When I set out to join the Harvey Relief effort, my mind was on the work that needed to be done and not necessarily the people that needed the help. For many different reasons, I’ve always had a love/hate relationship with “people”, but I’ve been praying for God to open my eyes to see people as He sees them. To see each person as special, that each person has value, and that each and every person is worth the outstretched hand; the extra mile.

On the first night in Houston, Holly began speaking about the reality the Williams family was and still is facing and I broke down. That night God began working in me the way He planned to during my trip. Over the next few days while serving in Houston, God laid out clearly and boldly that I didn’t just need Him in times of trial and tribulation. I found myself leaning on Him for strength, comfort, wisdom, and a heart for others. I was leaning on God when everything in my life was good, which is a weakness in my walk with the Lord. One of the biggest encouragements to me was the joy that was coming from this family who literally lost everything. Their faith in God was still so strong during this time of despair. It made me evaluate my own faith, and opened up deeper communications between God and I.

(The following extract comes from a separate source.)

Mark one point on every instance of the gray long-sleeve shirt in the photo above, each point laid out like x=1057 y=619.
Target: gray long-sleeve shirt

On the last day of the trip, there was a testimony given that touched me deep to my soul. I related with this person in so many ways, and to see his passion for the Lord was an encouragement and inspiration in itself. However, one particular part had me furious at God for even putting me in the same room with him. This person had committed an act that I was a victim of in my own life. I was confused, angry, and just all around upset. That is until he began making amends to EVERY victim (not just theirs) from EVERY perpetrator. God used this one person’s testimony to break the chains that I have been living under restraint for 20 years. God put this person in my life to show me that He loves everyone, not just who I think He should, and that we all can receive His grace. I thought I had freed myself from owning any faults in what happened to me. It wasn’t until this one incredible person gave their testimony that it truly sank in.

I set out on this trip to do physical labor. I left the trip with a renewed heart for people, a freed soul, and a calling from God to return to Houston to continue serving His people and to see how else He will transform me.